Anger over Church-run schools move

Michael Gove praised the standards and popularity of church schools

Michael Gove praised the standards and popularity of church schools

First published in National News © by

The Church of England could be given the power to run thousands of secular state schools in UK under a deal with the Department of Education.

The Church will be forced to preserve the character of non-faith schools and community schools joining a Church of England academy chain would not have to change its admissions policy, religious education lessons or employment terms for teachers, The Times said.

Bishops will also have the power to appoint governors at the schools.

But the move has caused disquiet among secular groups, who said the decision would irreversibly increase religious influence over state schools.

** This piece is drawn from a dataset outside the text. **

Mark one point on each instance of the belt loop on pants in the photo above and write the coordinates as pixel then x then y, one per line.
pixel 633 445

Education Secretary Michael Gove praised the standards and popularity of church schools during a seminar at Lambeth Palace and urged a continuing partnership with the Church.

In a statement Mr Gove said: "We would not have so many great state schools in this country without the Church of England. I know the Church does a wonderful job helping to raise educational standards and in providing a safe and loving environment for hundreds of thousands of children.

"However, there is much more we can do together. I want the Church to recover the spirit which infused its educational mission in Victorian times and support more new schools - especially academies and free schools - to bring educational excellence to the nation's poorest children."

Approximately one million children currently attend Church of England schools. There are 4,484 Church of England primary and middle schools, a quarter of the total, and 193 secondary schools.

The Bishop of Oxford, the Right Rev John Pritchard, who leads education policy within the Church, believes small village primary schools will want to join academy trusts led by its schools to secure their future, and promised the would be "safe with us", The Times said.

Bishop Pritchard said: "This will be a way for them to have the security of a larger body with mutual support, with resources that are much more extensive." He added: "Dioceses have the privilege and opportunity to put local church and local school into the same box, as it were, and say that's where the mission of the Church lies."